Pure phosgene gas (COCl2), .03mole, was placed in a 1.5 L container. It was heated to 800k, and at equilibrium the pressure of CO was found to be .497 atm. Calculate the equilibrium constant Kp for the reaction
CO(g) + Cl2(g) = COCL2(g)
Never mind I got it. I was just not seeing the PV=nRT relationship here lol. Thanks anyways.
Ah! I have the same question. Could you explain it?
Paul--I worked this problem further up the board for Adam. Go to 1:53 PM and post by Adam (chemistry) to find it.
To calculate the equilibrium constant Kp for the given reaction, we need to know the number of moles of CO(g) and Cl2(g) present at equilibrium.
First, let’s find the number of moles of CO(g) using the ideal gas law equation:
PV = nRT
Where:
P = pressure (in atmospheres)
V = volume (in liters)
n = number of moles
R = ideal gas constant (0.0821 L·atm/(mol·K))
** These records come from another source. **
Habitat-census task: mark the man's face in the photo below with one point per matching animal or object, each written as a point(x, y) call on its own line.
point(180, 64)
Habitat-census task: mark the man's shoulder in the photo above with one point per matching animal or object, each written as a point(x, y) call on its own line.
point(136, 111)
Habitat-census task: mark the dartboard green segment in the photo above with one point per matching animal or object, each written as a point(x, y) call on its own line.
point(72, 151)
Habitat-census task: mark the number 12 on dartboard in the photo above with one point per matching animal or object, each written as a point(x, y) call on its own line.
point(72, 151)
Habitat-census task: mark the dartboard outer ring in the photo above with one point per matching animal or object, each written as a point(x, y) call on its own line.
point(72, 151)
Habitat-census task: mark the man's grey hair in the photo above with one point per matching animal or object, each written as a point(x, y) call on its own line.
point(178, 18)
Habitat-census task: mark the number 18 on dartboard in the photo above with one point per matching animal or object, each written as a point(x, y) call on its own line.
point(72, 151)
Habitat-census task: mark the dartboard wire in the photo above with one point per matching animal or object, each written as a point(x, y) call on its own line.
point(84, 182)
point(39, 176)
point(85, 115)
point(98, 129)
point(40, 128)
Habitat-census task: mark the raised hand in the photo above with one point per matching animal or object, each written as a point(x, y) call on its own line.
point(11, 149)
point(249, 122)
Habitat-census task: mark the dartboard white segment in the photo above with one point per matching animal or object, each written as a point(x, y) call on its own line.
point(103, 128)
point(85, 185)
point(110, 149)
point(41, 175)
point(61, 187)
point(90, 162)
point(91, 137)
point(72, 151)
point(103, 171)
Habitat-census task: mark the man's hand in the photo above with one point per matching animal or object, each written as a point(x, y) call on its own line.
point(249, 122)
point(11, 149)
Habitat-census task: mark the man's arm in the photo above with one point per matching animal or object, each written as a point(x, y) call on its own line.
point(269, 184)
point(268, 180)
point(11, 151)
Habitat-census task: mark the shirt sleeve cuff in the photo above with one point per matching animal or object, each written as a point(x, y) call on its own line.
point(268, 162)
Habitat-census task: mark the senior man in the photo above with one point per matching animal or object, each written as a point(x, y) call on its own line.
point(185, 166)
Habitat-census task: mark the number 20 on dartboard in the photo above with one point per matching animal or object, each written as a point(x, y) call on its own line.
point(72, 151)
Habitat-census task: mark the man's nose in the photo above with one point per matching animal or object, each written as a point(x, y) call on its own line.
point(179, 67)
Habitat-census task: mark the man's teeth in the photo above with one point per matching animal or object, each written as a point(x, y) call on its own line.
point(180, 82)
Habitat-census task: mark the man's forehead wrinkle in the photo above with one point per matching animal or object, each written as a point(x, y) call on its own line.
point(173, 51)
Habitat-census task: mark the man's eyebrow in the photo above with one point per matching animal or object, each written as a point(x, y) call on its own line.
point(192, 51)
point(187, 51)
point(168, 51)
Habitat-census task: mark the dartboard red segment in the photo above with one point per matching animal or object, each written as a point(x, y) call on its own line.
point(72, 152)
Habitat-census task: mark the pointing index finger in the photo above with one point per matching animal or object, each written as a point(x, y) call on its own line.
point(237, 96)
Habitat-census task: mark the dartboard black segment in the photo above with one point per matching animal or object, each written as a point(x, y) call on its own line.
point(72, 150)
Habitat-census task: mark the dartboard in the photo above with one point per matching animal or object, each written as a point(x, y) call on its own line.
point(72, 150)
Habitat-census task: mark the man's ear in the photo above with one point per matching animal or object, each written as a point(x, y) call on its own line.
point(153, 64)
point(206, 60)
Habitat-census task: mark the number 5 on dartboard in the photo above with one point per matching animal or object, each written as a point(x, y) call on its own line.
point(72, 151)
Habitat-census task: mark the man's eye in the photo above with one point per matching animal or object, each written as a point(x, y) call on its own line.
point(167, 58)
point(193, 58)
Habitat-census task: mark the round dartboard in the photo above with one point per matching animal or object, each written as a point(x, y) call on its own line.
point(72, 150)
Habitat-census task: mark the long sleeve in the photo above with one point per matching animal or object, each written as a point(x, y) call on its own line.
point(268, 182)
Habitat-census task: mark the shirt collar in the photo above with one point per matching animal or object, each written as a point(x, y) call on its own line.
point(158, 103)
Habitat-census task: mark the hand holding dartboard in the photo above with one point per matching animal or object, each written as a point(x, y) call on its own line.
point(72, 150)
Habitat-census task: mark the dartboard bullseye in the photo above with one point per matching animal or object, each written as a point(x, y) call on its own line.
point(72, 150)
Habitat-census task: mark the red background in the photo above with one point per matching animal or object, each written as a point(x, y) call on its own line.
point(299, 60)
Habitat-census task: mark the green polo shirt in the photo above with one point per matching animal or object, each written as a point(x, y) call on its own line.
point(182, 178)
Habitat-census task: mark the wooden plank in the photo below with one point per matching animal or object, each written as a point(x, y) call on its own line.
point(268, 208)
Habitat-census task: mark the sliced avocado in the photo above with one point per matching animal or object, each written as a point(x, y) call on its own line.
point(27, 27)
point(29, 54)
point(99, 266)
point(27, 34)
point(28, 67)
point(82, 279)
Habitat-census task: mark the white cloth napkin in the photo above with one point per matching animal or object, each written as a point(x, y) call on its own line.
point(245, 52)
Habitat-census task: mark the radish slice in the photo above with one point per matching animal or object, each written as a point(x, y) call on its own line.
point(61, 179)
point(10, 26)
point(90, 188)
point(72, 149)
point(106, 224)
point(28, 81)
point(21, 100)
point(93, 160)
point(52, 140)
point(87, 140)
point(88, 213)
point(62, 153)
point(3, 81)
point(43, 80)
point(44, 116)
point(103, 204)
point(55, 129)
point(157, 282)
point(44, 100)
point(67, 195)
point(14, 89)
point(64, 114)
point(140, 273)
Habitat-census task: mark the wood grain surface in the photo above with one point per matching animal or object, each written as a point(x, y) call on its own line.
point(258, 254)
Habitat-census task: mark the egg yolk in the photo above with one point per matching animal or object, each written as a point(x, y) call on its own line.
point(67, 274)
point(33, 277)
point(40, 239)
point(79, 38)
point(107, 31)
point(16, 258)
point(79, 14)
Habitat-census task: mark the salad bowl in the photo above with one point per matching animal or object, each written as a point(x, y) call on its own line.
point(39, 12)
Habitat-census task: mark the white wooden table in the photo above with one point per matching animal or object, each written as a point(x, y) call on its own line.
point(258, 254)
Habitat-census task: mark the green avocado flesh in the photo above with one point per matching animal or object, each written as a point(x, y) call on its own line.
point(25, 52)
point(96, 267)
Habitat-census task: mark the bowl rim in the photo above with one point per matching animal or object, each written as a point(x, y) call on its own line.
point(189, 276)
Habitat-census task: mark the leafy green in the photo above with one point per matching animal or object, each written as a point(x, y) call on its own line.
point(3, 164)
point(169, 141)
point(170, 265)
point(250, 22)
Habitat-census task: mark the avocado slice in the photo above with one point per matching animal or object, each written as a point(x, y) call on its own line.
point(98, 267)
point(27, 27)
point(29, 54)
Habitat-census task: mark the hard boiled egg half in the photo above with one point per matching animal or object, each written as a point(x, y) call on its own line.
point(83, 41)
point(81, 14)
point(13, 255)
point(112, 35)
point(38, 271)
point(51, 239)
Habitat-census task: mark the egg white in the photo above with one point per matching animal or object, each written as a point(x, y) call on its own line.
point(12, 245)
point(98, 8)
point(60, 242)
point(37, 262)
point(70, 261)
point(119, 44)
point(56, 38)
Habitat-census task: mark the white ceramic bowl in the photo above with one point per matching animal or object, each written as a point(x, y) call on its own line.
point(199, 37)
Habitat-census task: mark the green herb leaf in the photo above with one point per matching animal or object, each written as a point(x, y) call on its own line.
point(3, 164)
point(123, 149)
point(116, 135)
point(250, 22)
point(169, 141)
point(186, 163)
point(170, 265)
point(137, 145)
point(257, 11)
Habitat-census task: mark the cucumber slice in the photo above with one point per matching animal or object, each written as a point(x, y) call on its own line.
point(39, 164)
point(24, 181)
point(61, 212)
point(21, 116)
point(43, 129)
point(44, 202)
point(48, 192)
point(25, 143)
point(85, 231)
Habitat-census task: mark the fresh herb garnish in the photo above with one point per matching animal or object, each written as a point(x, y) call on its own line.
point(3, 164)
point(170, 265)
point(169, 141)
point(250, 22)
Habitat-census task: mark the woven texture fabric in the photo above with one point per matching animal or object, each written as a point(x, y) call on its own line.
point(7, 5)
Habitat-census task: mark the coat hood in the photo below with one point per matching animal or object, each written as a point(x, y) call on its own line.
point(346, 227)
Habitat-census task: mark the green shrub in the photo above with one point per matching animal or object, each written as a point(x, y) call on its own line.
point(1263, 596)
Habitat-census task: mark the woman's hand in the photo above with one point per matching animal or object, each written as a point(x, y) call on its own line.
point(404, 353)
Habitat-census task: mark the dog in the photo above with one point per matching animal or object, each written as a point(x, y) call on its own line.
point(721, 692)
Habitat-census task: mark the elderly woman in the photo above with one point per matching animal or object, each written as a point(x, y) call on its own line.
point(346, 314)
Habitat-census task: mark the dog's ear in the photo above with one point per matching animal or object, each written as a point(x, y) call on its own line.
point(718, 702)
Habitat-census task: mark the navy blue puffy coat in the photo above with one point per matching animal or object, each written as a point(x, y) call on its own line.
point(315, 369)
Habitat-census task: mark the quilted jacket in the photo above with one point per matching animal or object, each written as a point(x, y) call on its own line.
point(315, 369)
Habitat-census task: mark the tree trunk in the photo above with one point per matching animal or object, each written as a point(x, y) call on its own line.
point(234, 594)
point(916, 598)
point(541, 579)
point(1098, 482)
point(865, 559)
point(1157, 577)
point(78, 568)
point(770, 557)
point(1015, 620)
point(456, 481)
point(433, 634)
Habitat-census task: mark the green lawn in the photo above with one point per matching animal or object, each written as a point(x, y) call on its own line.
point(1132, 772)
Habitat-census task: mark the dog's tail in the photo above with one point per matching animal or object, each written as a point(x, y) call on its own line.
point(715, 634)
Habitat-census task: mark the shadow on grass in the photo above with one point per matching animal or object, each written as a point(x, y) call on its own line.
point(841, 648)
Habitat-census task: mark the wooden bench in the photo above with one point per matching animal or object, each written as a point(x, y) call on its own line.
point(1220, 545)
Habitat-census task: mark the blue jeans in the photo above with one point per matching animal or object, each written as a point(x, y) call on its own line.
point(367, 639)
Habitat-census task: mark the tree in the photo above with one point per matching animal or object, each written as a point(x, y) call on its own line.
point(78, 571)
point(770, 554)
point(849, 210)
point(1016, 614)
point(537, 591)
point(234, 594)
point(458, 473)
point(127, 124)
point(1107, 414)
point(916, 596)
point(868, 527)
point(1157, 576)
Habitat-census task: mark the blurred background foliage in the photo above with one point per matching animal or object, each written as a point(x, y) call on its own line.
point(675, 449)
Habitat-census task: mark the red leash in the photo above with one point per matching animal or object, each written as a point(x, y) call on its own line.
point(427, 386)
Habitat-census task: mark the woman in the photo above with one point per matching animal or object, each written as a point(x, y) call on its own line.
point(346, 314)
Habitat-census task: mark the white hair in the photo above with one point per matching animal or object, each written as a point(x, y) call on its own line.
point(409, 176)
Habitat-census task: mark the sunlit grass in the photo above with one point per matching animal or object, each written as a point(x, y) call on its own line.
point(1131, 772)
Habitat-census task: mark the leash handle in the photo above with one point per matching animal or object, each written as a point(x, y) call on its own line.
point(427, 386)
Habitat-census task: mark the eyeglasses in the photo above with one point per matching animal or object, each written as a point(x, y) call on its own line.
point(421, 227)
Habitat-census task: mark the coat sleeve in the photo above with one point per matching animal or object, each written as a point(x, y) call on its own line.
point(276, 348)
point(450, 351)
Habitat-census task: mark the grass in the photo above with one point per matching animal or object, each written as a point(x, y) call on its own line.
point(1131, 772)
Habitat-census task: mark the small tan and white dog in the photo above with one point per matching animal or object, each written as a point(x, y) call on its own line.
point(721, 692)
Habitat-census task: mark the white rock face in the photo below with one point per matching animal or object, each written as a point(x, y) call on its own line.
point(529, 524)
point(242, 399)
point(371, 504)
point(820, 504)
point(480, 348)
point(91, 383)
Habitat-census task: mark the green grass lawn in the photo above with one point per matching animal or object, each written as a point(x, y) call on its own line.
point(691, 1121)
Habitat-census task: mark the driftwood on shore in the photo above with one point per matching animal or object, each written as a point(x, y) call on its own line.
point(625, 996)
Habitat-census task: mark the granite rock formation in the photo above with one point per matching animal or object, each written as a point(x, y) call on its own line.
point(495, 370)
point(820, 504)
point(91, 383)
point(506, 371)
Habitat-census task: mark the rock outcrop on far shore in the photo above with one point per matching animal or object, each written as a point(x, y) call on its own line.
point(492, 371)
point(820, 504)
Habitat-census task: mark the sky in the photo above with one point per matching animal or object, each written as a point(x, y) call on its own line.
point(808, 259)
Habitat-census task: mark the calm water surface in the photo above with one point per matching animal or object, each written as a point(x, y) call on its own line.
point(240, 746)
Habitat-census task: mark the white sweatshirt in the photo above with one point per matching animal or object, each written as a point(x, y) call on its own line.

T = temperature (in Kelvin)
Rearranging the equation to solve for n, we have:
n = PV/(RT)
Given:
Pressure of CO(g) = 0.497 atm
Volume = 1.5 L
Temperature = 800 K
Now let’s calculate the number of moles of CO(g):
nCO = (0.497 atm) * (1.5 L) / (0.0821 L·atm/(mol·K) * 800 K)
nCO = 0.00925 moles
Since the stoichiometry of the reaction states that the ratio of CO:Cl2:COCl2 is 1:1:1, we can conclude that the moles of CO(g) equals the moles of COCl2(g) at equilibrium. Therefore, the number of moles of COCl2(g) is also 0.00925 moles.
Now that we have the moles of CO(g) and COCl2(g) at equilibrium, we can calculate Kp.
Kp is defined as the ratio of the partial pressures of the products raised to their stoichiometric coefficients to the partial pressures of the reactants raised to their stoichiometric coefficients, each raised to the power of their respective coefficients.
Kp = (P(COCl2))^1 / (P(CO))^1 * (P(Cl2))^1
Given:
P(COCl2) = 0.497 atm (from the problem statement)
P(CO) = 0.497 atm (since moles of CO(g) equals moles of COCl2(g))
P(Cl2) = unknown
To calculate P(Cl2), we can use the ideal gas law equation again:
n(Cl2) = PV/(RT)
n(Cl2) = (P(Cl2)) * (1.5 L) / (0.0821 L·atm/(mol·K) * 800 K)
Since the stoichiometry of the reaction states that the ratio of CO:Cl2:COCl2 is 1:1:1, we can conclude that the number of moles of Cl2(g) is equal to the number of moles of CO(g) and COCl2(g) at equilibrium, which is 0.00925 moles.
Now, we can calculate P(Cl2):
n(Cl2) = (P(Cl2)) * 1.5 L / (0.0821 L·atm/(mol·K) * 800 K)
0.00925 moles = (P(Cl2)) * 1.5 L / (0.0821 L·atm/(mol·K) * 800 K)
Solving for P(Cl2):
P(Cl2) = (0.00925 moles * 0.0821 L·atm/(mol·K) * 800 K) / 1.5 L
P(Cl2) ≈ 0.405 atm
Now we have all the values to calculate Kp:
Kp = (0.497 atm)^1 / (0.497 atm)^1 * (0.405 atm)^1
Kp ≈ 1.205
Therefore, the equilibrium constant Kp for the reaction CO(g) + Cl2(g) = COCl2(g) is approximately 1.205.